The College Archives recently acquired this charter for Boy Scout Troop 2, Davidson, NC. There is a lot of town and college history on this one page.
The first scout troops in the town were organized by Davidson students around 1912. The first report comes in the 2nd ever published issue of the Davidsonian, 8 April 1914 which describes the very first troop and their plans for hiking and a special competition for an essay on “How to Rid Davidson of Flies and Mosquitoes.”
It should also be noted that Girl Scouts were not far behind the boys – with a troop organized and presenting plays and learning business skills selling candy at the town’s Saturday night movies in1923– but the YMCA left this branch of scouting to faculty wives and townswomen.
Scouting stayed under the auspices of the college’s YMCA for many decades with students organizing additional troops and serving as scout masters. Their work shows up in the Davidsonian regularly noting their successes in competitions and also service projects. One project, in particular, links back to the certificate which is carries the signature of the honorary president of the Boy Scouts, US president Franklin Roosevelt. In 1934, he appealed to Boy Scouts to help with relief drives and the Davidson boys stepped in to help.
One article in 1936 announced :
In 1936, a headline announced a move off campus. The troop described was made up of scouts from college families and the move from using space in Davidson College Presbyterian Church to a new building on the public school grounds. The scouts in Troop #2 came from the town’s mill community and as the certificate shows, by 1937, that the troop was very much a part of Unity Church. Unity started out as chapel for mill workers and eventually become Calvary Presbyterian Church. The head of the Troop Committee from the church was Oscar Gant.
Gant worked in the mills and then from 1938 to 1973. He was recognized for his contributions to the town in at commencement in May 1950 when he was awarded the Algernon Sydney Sullivan Community Award.

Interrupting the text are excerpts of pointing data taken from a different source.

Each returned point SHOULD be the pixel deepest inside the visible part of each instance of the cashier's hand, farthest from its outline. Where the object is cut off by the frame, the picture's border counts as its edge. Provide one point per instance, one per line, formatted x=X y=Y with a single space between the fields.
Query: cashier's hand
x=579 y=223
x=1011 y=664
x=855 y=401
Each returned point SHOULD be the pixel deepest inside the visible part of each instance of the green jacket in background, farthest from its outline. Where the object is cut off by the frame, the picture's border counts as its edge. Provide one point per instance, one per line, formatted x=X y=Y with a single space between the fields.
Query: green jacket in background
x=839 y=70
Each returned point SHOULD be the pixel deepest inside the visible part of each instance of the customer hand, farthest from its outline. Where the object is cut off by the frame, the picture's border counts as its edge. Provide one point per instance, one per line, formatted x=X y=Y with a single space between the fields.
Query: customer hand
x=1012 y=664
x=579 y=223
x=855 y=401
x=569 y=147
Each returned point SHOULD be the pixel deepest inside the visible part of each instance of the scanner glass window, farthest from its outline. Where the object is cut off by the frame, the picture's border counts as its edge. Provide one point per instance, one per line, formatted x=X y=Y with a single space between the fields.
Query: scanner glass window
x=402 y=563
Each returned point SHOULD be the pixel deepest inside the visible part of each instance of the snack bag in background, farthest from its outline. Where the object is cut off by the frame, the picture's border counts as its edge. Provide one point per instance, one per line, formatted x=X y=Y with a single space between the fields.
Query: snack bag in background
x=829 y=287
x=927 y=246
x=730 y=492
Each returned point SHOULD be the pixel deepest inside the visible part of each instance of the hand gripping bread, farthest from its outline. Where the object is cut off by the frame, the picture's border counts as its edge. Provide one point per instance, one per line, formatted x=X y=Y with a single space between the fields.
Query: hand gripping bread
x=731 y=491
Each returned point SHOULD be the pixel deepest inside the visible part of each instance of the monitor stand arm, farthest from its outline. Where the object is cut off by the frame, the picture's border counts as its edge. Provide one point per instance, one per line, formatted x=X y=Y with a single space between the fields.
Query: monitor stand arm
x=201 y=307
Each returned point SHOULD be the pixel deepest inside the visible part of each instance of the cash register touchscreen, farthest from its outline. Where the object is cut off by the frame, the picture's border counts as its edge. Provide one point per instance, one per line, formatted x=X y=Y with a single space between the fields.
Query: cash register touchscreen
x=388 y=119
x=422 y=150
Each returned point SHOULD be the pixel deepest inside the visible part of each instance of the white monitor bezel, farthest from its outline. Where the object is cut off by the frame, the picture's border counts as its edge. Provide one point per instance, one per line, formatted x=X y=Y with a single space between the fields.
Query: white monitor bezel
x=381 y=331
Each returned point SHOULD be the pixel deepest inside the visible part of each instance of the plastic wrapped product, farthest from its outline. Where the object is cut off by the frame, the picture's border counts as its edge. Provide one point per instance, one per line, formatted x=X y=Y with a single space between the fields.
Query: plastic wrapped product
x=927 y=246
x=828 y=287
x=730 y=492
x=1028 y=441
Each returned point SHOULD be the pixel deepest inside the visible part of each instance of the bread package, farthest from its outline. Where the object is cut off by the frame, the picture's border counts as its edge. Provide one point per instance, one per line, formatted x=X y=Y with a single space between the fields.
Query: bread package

Along with the mill troop, the YMCA organized troops within the African-American communities in Davidson and Cornelius. In 1941, the Davidson Colored High School Troop (#75) was rechartered. The Shaw Smith mentioned in the article now has a room named for him in the Alvarez Student Union. A member of the class of 1939, he was employed the Y Secretary in 1941. Mr L. E. Poe, also mentioned in the article, was high school principle at what has become the Ada Jenkins Center.
A local barber, Ken Norton , played an important role in the life of Troop 75.
The 1945-46 YMCA report notes most of the area troops went inactive during World War II and the the Y students had worked hard to revive scouting. By the 1960s and 70s, the YMCA and scouting shifted from campus but have remained part of the town’s activities.